Le président de la république a souligné que le partenariat entre l’Afrique et le G8 a accompagné les efforts de l’Union Africaine (UA) pour trouver des solutions pacifiques à plusieurs conflits à travers le continent. Le partenariat Afrique-G8, en matière de paix et de sécurité après une décennie de son lancement, s’est développé de manière « graduelle » et a gagné en « efficacité », a déclaré vendredi au sommet du G8 de Deauville le président de la République, M. Abdelaziz Bouteflika.
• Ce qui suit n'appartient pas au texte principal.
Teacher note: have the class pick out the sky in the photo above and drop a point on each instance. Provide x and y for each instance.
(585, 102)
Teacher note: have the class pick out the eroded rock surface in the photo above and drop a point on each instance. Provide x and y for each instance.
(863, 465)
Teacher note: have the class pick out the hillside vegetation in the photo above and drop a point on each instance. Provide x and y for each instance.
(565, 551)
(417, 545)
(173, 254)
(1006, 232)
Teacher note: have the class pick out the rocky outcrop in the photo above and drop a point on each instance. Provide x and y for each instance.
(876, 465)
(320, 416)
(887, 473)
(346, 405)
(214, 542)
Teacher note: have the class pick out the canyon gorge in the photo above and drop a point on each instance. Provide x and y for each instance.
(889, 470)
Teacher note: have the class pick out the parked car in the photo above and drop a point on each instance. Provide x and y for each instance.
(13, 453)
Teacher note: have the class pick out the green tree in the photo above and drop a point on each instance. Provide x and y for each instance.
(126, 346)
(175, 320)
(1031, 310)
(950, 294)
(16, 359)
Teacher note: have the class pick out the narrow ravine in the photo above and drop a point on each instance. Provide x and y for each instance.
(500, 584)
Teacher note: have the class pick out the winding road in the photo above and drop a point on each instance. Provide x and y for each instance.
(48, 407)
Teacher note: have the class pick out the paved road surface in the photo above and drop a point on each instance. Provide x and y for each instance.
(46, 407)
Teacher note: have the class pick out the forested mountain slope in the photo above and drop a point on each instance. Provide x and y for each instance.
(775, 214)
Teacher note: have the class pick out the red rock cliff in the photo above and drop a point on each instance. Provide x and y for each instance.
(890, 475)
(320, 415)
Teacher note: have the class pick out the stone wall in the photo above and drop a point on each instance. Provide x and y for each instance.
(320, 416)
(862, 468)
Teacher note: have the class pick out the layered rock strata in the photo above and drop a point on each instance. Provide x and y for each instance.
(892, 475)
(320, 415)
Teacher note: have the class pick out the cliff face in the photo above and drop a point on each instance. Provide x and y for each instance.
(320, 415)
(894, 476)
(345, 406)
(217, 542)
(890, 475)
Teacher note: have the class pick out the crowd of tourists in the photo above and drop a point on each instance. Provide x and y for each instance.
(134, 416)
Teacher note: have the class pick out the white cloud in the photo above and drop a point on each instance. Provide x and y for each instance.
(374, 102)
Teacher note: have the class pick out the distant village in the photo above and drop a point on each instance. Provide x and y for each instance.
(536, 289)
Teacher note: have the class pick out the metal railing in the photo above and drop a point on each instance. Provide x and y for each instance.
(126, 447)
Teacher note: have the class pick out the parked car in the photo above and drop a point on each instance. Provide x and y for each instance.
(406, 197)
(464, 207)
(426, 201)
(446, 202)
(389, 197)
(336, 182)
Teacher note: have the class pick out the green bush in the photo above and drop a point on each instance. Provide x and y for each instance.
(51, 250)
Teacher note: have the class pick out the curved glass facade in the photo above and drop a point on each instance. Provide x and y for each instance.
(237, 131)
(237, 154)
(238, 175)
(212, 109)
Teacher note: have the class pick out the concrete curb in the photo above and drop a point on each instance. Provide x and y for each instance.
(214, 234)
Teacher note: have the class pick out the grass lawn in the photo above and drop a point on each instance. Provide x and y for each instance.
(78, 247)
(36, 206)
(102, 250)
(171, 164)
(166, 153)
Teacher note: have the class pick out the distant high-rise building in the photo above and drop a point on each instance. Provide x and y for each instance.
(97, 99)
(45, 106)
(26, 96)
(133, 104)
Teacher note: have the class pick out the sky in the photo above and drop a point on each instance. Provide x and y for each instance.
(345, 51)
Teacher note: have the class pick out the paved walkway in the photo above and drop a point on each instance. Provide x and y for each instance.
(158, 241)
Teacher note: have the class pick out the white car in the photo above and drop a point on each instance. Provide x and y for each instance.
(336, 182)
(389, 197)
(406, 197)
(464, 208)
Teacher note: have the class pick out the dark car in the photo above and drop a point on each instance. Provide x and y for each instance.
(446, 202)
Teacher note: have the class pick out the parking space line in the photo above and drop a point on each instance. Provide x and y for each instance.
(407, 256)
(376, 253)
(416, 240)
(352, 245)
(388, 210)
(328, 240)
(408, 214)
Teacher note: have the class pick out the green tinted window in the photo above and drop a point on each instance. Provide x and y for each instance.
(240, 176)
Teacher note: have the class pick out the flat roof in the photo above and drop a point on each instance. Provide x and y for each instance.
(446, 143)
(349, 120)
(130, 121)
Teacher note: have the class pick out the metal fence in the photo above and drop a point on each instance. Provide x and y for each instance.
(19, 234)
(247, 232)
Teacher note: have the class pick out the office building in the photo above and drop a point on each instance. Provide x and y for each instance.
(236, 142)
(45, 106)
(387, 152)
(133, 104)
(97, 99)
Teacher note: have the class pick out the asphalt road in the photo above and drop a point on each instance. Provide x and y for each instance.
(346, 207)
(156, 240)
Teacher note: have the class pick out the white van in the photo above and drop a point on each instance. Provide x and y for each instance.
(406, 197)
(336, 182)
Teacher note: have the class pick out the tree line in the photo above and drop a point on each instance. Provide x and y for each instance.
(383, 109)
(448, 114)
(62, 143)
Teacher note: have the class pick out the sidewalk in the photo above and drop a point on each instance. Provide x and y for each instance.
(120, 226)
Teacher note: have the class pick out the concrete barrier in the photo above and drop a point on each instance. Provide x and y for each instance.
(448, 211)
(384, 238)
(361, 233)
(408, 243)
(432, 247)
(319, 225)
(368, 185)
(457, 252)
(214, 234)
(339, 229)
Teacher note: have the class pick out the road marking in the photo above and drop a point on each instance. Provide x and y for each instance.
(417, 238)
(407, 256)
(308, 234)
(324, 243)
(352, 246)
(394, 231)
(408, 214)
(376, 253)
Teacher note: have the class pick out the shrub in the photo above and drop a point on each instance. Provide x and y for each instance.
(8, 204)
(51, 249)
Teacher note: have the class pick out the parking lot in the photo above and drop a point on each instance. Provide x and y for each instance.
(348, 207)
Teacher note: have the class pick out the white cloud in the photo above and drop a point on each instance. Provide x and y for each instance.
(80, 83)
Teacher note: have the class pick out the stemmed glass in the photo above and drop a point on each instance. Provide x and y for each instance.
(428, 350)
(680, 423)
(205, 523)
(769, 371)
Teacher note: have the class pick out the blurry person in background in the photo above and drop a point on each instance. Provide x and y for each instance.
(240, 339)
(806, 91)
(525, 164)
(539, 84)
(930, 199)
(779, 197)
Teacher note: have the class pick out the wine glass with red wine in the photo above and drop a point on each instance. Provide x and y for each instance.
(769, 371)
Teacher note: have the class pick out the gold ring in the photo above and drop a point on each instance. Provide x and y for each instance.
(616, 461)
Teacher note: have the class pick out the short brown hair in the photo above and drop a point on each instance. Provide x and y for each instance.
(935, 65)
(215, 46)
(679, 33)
Ce partenariat a accompagné l’action de l’Union africaine dans « l’apaisement de nombre de tensions et le règlement pacifique de plusieurs situations conflictuelles », a indiqué le président Bouteflika dans une contribution au débat du segment Afrique du sommet du G8. Le partenariat Afrique-G8 a été aussi « d’un apport appréciable » dans le renforcement des capacités de l’UA, notamment dans la mise en place de son Architecture de paix et sécurité. Le chef de l’Etat a affirmé que ce partenariat est construit autour du principe d’appropriation par l’Afrique du règlement de ses propres problèmes, dans une perspective ouverte au dialogue permanent et à la concertation. L’appui multiforme des partenaires et, plus particulièrement, ceux du G8, est venu renforcer la crédibilité de cette action, a-t-il ajouté. Il a indique que l’Afrique est « consciente » de ses responsabilités en matière de paix et de sécurité et « s’engage résolument à renforcer et à adapter les instruments de son action. Elle compte également sur l’efficacité d’un partenariat qui a démontré toute sa pertinence, a-t-il ajoute. Le chef de l’Etat a précisé que les crises ou conflits inscrits à l’ordre du jour de ce sommet, à savoir les situations au Soudan, en Somalie, en Côte d’Ivoire et à Madagascar « sont précisément les lieux d’expression de ce Partenariat ». « Pour peu que ses partenaires bilatéraux et multilatéraux lui apportent un soutien financier, logistique et politique adéquat, l’Afrique pourra s’acquitter pleinement et efficacement de sa mission de trouver des solutions africaines aux problèmes africains », a-t-il expliqué.